Department of Animal Nutrition, Grasslands and Forages, Regional Institute for Research and Agro-Food Development, SERIDA, 33300 Villaviciosa, Spain.
Talanta. 2009 Nov 15;80(1):54-60. doi: 10.1016/j.talanta.2009.06.025. Epub 2009 Jun 17.
To guarantee feed quality and safety the development and improvement of analytical methods for feed authentication and detection of contaminants is fundamental. Near infrared reflectance microscopy (NIRM) has been investigated as an alternative method to contribute to control systems for feed materials. The major task is the need to build NIRM reference spectral libraries that must represent the variability in feed ingredients. The aim of the present work was to evaluate the performance of a NIRM reference spectral library on animal feed, with external samples of animal feed ingredients and possible contaminants such as processed animal proteins, and in particular to assess its ability to identify ingredients in mixtures. Three external sample sets were used: (A) artificial mixtures, (B) synthetic mixtures and (C) synthetic binary mixtures. The prediction and repeatability results for set A, in which the spectra are from pure ingredients, were very good for both animal and vegetable ingredients and confirm that the spectral library is very good at identifying spectra from pure ingredients. For sets B and C, in which the spectra were measured on mixtures, the prediction results were very disappointing compared with the artificial samples. This means that a strategy that tries to match the spectra taken from a mixture with those of pure ingredients is unlikely to meet with much success. It is possible that an interpolation between pure ingredients for suitably chosen spectral ranges may provide a way to extend this system to mixtures, including mixtures of several ingredients.
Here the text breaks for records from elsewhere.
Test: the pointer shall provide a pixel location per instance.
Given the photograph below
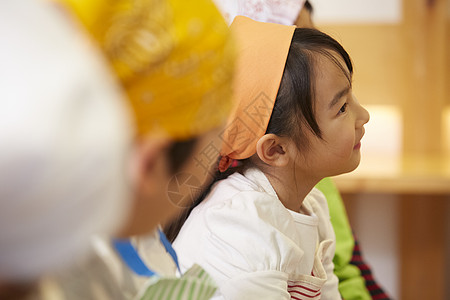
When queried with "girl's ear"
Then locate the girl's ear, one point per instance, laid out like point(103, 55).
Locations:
point(272, 150)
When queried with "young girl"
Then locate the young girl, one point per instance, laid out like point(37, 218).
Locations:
point(264, 232)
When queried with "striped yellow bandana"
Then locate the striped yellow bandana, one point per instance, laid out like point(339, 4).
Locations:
point(173, 57)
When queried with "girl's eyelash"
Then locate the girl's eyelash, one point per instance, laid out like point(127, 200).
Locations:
point(343, 108)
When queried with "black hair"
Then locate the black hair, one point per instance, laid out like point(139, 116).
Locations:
point(293, 111)
point(308, 6)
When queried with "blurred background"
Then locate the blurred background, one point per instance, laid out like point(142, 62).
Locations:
point(399, 199)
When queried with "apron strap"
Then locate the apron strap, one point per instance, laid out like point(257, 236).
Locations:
point(131, 257)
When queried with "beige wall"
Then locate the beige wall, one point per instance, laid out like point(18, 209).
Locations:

为了保证饲料质量和安全,开发和改进饲料鉴定和污染物检测的分析方法是基础。近红外反射显微镜(NIRM)已被研究作为一种替代方法,以促进饲料材料控制系统。主要任务是需要建立代表饲料成分变化的 NIRM 参考光谱库。本工作的目的是评估动物饲料的 NIRM 参考光谱库的性能,使用动物饲料成分的外部样品和可能的污染物,如加工动物蛋白,并特别评估其识别混合物中成分的能力。使用了三个外部样品集:(A)人工混合物,(B)合成混合物和(C)合成二元混合物。对于包含纯成分的光谱的集合 A,其预测和重复性结果对于动物和植物成分都非常好,这证实了光谱库非常善于识别纯成分的光谱。对于包含混合物上测量的光谱的集合 B 和 C,与人工样品相比,预测结果非常令人失望。这意味着,一种试图将从混合物中获取的光谱与纯成分的光谱进行匹配的策略不太可能取得很大成功。在适当的光谱范围内对纯成分进行插值可能是将该系统扩展到包括多种成分的混合物的一种方法。